Normally when we talk about diversity, we've got minorities in mind: persons of color, people whose native tongue is not English, the whole LGBTQ rainbow. There is a deeper diversity at the root of American exceptionalism, however: that of ideas. I know, faced with a President-elect whose approach to ideas he dislikes is to threaten violation of Constitutionally protected freedoms, it's tempting to scoff at how real that diversity is; and yet, nations have divided over ideas far less significant than those separating Clinton and Trump supporters.

What we don't want to, yet very much have to, face is this simple truth: many well-meaning people voted for Donald Trump, and chances are very good that we all know at least a few of them. We have to go on living and working beside these people. As much as we might want to build a spite fence running from Spokane to San Diego, this land is OUR land. Not my land, not your land, our land. All of us together. In the dark days ahead, we'll need to keep reminding ourselves of that fact, even as those of us who lost so much in this election work to mitigate, even reverse, the deleterious effects the incoming administration will have on the peace and well-being of our entire population.
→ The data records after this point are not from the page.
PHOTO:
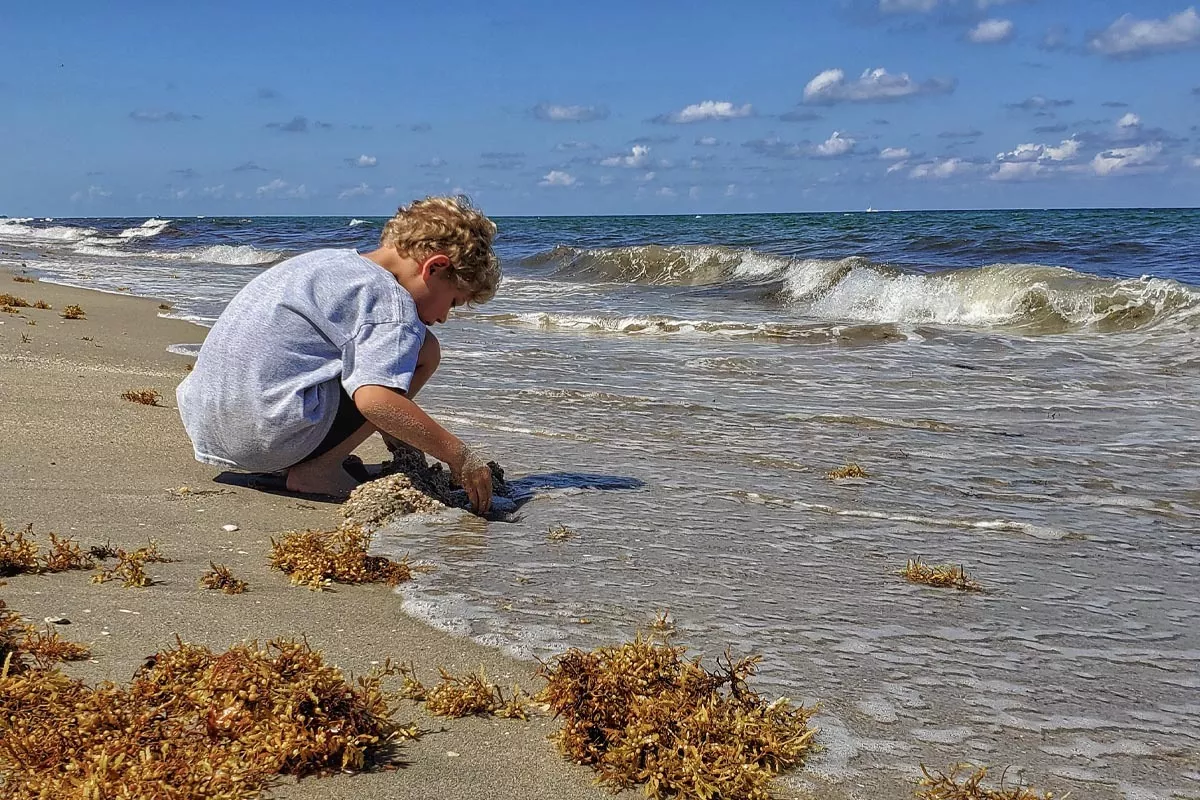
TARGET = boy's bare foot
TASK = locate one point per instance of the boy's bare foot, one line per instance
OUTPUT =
(336, 482)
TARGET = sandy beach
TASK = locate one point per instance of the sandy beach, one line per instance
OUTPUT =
(81, 461)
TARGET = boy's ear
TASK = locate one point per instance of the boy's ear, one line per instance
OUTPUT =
(435, 263)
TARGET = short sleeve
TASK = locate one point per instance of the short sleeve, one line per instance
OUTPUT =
(383, 354)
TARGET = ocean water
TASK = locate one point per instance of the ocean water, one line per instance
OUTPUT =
(1023, 389)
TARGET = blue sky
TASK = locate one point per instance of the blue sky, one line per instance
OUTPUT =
(244, 108)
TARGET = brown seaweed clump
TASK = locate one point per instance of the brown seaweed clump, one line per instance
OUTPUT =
(130, 567)
(192, 723)
(143, 396)
(850, 470)
(641, 713)
(220, 577)
(22, 643)
(12, 301)
(465, 696)
(953, 786)
(317, 558)
(65, 554)
(945, 576)
(375, 503)
(18, 553)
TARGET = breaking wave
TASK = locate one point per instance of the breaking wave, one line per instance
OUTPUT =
(1024, 296)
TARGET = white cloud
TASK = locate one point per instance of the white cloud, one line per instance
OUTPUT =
(991, 31)
(1027, 154)
(280, 187)
(874, 85)
(835, 145)
(91, 193)
(639, 157)
(907, 6)
(1131, 37)
(940, 169)
(706, 110)
(557, 178)
(1065, 151)
(1121, 160)
(552, 113)
(361, 190)
(1018, 170)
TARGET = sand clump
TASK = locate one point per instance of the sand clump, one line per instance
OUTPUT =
(408, 483)
(319, 558)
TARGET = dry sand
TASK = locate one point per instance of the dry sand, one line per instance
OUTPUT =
(78, 459)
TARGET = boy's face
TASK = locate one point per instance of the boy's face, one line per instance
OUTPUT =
(442, 290)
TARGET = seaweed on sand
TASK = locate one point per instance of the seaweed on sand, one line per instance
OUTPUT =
(954, 786)
(943, 576)
(641, 713)
(65, 554)
(48, 648)
(23, 648)
(143, 396)
(192, 723)
(316, 558)
(220, 577)
(463, 696)
(130, 567)
(18, 553)
(13, 301)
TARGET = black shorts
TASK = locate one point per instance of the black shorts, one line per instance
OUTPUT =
(347, 420)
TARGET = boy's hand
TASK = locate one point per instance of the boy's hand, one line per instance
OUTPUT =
(475, 476)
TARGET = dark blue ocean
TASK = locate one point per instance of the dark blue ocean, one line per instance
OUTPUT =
(1023, 389)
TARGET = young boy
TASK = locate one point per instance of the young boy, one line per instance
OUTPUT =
(321, 350)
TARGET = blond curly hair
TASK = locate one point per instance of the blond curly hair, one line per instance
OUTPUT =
(453, 227)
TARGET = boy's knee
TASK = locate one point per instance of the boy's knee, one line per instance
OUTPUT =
(431, 352)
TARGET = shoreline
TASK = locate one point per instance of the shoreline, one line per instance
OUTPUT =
(99, 469)
(88, 464)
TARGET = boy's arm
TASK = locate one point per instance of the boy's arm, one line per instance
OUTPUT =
(396, 415)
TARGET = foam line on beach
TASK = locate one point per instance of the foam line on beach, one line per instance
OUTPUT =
(1005, 525)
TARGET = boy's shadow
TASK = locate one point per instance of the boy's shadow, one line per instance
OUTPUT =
(505, 503)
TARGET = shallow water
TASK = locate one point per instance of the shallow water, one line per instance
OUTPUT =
(678, 405)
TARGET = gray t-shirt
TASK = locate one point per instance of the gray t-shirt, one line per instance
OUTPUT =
(264, 390)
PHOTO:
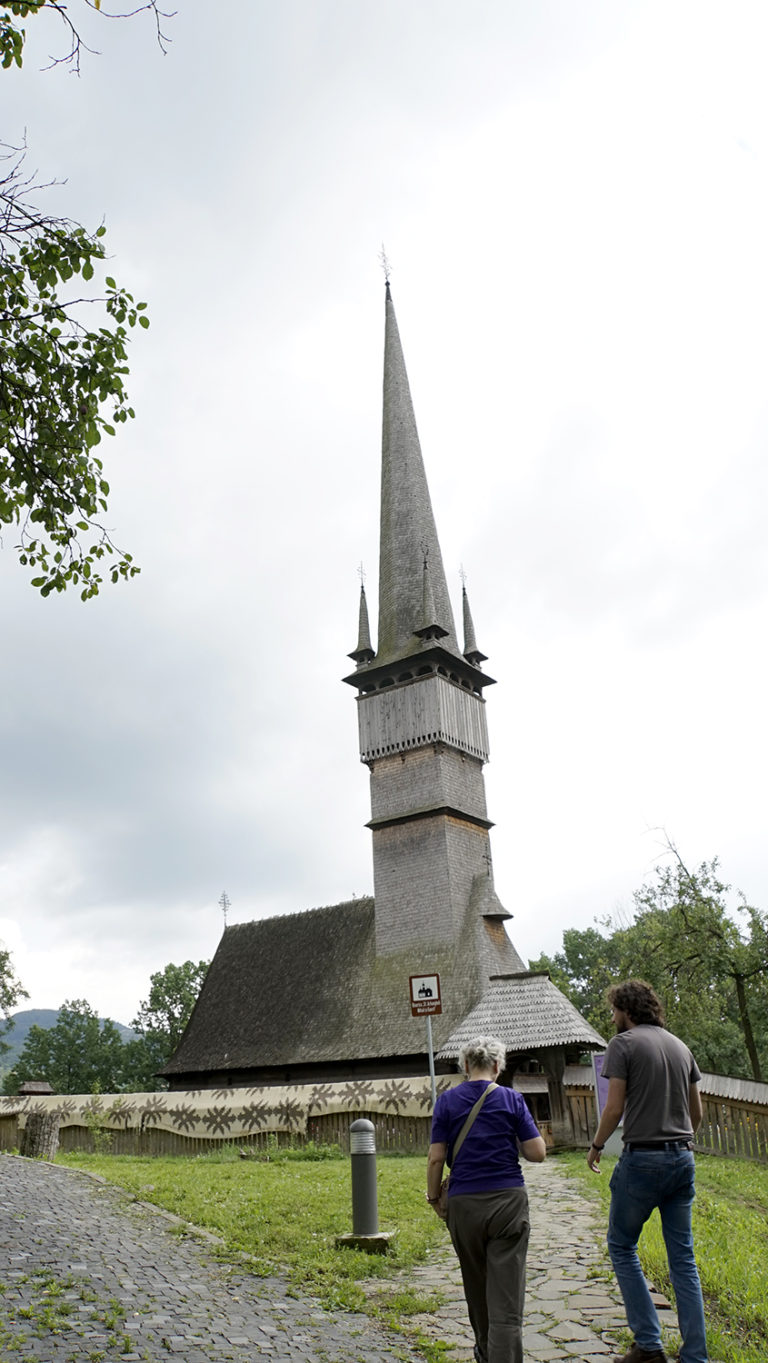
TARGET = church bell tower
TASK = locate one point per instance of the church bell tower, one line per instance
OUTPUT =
(422, 721)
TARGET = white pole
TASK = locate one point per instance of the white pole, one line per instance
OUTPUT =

As we do, they're going to find that we're also decent people, that, in fact, we care deeply about their well-being. That in itself will almost certainly put a dent in support for the Trump administration. It will also most likely bring us together with other like-minded individuals, and begin the work of promoting our next candidate for President. If Trump stays true to his nepotistic, race/gender/faith-baiting, deeply corrupt ways, people will be wishing they could vote him out at the midterm election break. Let's make sure we continue to go high, however low they may descend to in their own assaults on civility. At some point, Republicans will begin paying attention to who the genuinely grown-up candidate is.